Los helicópteros llevaban también en cada viaje alimentos, agua, medicamentos, productos de higiene, ropa y personal médico para asistir a la población de las zonas más críticas y distantes como el barrio de Vale do Cuiabá, donde el acceso por tierra, en medio de una exuberante vegetación, está inhabilitado y muy riesgoso en algunos tramos.
En los barrios más castigados por el desastre, ubicados en la periferia de Petrópolis, donde habitan pobladores de diferentes condiciones sociales, el panorama es desolador.

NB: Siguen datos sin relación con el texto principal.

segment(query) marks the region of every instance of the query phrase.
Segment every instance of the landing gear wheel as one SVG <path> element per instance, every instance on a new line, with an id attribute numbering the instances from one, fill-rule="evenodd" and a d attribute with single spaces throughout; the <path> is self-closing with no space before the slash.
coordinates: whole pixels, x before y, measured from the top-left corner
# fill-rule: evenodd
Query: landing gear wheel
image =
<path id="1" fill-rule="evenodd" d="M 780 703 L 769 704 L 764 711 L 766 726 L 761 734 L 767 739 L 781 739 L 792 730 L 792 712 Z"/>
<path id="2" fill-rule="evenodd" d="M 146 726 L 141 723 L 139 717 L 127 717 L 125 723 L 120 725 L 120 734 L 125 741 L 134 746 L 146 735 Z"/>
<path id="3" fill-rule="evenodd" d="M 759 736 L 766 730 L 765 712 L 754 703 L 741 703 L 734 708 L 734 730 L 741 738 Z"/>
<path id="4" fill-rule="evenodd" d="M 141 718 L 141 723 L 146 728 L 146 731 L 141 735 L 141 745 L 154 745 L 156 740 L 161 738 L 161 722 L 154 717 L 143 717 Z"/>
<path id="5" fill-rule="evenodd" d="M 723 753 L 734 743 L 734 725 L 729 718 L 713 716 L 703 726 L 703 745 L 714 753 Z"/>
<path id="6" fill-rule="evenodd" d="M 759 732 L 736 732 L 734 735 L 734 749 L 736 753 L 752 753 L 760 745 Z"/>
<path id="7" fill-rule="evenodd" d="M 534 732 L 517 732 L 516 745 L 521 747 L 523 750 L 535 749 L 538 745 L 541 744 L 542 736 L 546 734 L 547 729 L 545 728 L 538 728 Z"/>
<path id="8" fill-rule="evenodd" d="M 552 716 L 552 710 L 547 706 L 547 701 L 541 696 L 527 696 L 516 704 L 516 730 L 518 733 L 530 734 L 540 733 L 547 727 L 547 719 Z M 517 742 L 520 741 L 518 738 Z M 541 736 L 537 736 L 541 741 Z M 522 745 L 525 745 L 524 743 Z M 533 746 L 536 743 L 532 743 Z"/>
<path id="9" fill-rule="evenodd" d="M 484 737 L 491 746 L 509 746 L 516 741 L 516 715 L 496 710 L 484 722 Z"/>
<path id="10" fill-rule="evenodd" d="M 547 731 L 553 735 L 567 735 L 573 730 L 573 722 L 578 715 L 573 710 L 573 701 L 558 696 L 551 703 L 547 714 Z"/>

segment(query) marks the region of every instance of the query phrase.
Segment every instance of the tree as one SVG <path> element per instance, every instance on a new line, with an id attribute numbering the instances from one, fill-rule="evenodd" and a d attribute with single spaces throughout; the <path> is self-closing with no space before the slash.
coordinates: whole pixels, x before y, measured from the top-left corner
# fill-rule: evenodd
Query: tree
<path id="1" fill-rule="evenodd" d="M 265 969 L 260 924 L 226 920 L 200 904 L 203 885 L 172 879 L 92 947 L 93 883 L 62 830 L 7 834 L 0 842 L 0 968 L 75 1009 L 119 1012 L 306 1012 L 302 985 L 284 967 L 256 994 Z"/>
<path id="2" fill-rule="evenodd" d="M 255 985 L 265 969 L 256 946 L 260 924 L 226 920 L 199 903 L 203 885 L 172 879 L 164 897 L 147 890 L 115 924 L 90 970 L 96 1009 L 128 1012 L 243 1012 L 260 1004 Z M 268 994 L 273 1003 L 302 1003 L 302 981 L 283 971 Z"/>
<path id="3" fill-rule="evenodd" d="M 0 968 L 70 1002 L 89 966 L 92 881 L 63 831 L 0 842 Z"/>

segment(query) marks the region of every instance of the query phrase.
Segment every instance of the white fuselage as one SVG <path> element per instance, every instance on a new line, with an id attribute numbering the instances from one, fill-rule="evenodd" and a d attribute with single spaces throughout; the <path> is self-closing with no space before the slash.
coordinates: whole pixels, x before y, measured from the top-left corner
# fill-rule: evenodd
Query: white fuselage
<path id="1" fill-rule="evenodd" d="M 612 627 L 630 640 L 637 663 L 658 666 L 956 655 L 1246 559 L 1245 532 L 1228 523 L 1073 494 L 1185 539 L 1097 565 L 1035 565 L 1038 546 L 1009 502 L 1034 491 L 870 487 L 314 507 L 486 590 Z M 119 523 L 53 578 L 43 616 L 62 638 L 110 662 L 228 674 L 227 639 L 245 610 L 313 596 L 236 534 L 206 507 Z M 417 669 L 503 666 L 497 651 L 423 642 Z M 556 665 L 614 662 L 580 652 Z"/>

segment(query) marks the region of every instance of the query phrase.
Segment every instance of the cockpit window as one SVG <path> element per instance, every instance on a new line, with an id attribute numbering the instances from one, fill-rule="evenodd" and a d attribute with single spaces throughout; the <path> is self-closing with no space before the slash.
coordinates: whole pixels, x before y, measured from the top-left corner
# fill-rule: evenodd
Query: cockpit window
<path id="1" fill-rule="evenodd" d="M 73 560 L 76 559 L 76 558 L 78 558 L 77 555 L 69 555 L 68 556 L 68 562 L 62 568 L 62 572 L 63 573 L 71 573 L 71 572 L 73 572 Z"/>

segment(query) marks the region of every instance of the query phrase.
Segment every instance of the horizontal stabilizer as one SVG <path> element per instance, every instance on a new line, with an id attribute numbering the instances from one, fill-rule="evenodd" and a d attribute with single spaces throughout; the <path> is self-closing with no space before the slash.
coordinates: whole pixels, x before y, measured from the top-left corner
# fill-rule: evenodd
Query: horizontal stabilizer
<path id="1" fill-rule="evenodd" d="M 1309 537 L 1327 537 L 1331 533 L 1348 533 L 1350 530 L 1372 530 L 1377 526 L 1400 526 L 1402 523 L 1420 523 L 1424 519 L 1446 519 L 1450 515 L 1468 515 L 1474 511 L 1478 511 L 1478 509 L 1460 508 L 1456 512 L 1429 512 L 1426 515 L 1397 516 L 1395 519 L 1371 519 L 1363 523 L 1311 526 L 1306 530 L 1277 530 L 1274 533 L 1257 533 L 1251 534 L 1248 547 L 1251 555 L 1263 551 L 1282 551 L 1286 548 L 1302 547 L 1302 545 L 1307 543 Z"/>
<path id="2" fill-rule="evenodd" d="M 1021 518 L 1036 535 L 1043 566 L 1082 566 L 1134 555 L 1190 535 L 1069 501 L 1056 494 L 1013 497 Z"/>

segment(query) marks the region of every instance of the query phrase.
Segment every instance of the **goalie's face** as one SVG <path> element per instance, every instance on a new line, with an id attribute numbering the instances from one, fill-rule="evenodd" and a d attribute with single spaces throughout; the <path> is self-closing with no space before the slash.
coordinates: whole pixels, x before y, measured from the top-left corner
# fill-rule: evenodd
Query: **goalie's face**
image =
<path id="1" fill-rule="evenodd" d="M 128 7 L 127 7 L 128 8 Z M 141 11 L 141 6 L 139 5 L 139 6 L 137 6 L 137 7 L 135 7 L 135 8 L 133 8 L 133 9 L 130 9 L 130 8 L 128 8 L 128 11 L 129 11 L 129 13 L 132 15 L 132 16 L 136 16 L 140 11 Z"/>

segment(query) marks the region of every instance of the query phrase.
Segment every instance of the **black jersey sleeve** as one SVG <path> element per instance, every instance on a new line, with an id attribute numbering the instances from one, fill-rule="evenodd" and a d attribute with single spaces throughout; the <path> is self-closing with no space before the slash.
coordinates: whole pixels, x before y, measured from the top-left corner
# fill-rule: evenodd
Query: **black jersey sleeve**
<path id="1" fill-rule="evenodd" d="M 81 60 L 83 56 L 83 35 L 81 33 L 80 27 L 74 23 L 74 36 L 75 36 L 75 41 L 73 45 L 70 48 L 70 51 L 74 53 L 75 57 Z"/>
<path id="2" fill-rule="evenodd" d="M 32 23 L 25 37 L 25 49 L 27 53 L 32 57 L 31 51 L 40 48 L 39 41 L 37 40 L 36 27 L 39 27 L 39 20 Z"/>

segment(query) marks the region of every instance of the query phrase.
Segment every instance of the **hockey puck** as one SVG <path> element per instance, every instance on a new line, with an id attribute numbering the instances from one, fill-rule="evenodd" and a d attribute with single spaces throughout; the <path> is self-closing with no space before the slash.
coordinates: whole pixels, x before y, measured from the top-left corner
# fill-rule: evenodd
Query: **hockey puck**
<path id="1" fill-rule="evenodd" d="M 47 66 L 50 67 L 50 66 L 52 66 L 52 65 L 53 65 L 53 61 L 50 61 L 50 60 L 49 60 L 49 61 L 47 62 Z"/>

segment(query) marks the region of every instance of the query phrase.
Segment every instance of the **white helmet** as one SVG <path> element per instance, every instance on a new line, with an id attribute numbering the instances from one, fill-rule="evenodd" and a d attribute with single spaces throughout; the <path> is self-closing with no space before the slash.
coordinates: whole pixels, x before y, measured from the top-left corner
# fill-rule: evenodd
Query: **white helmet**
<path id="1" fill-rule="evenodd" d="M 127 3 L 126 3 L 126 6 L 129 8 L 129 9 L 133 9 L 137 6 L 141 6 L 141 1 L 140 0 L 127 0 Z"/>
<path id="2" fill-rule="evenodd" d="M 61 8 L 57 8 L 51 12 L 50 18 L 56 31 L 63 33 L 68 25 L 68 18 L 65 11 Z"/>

Muchos de los habitantes perdieron todo y sus casas fueron directamente arrasadas; ellos permanecen en escuelas, iglesias y clubes convertidos en centros de evacuados, donde se concentra un importante número de voluntarios y donaciones.
Otros pobladores que lograron salvar sus vidas en medio de la noche frente a la avalancha de agua y barro que bajó de los morros el martes pasado, continuaban hoy tratando de recuperar y reconstruir sus viviendas que quedaron bajo el lodo.
A la vera del camino que recorre estos barrios, en dirección a Teresópolis, otra de las ciudades más afectadas junto con Nova Friburgo, cuadrillas de empleados municipales y máquinas topadoras continuaban despejando la ruta. En Benfica, un barrio de sectores medios, las casas quedaron bajo el agua, destruyendo paredes, artefactos, autos y cubiertas por lodo hasta el techo», contó Sebastián Alvez, empleado de una panadería del barrio, que el día de la tragedia pudo escapar «en la oscuridad y con el barro hasta las rodillas, haciendo fuerza para no quedar atrapado».
En tanto en el centro de Itaipava, en el distrito de Petrópolis, donde la dimensión de la tragedia se agranda, se concentra la coordinación de la ayuda para toda la zona, se habilitó un hospital de campaña y se abrieron gran cantidad de centros para albergar a los miles de evacuados.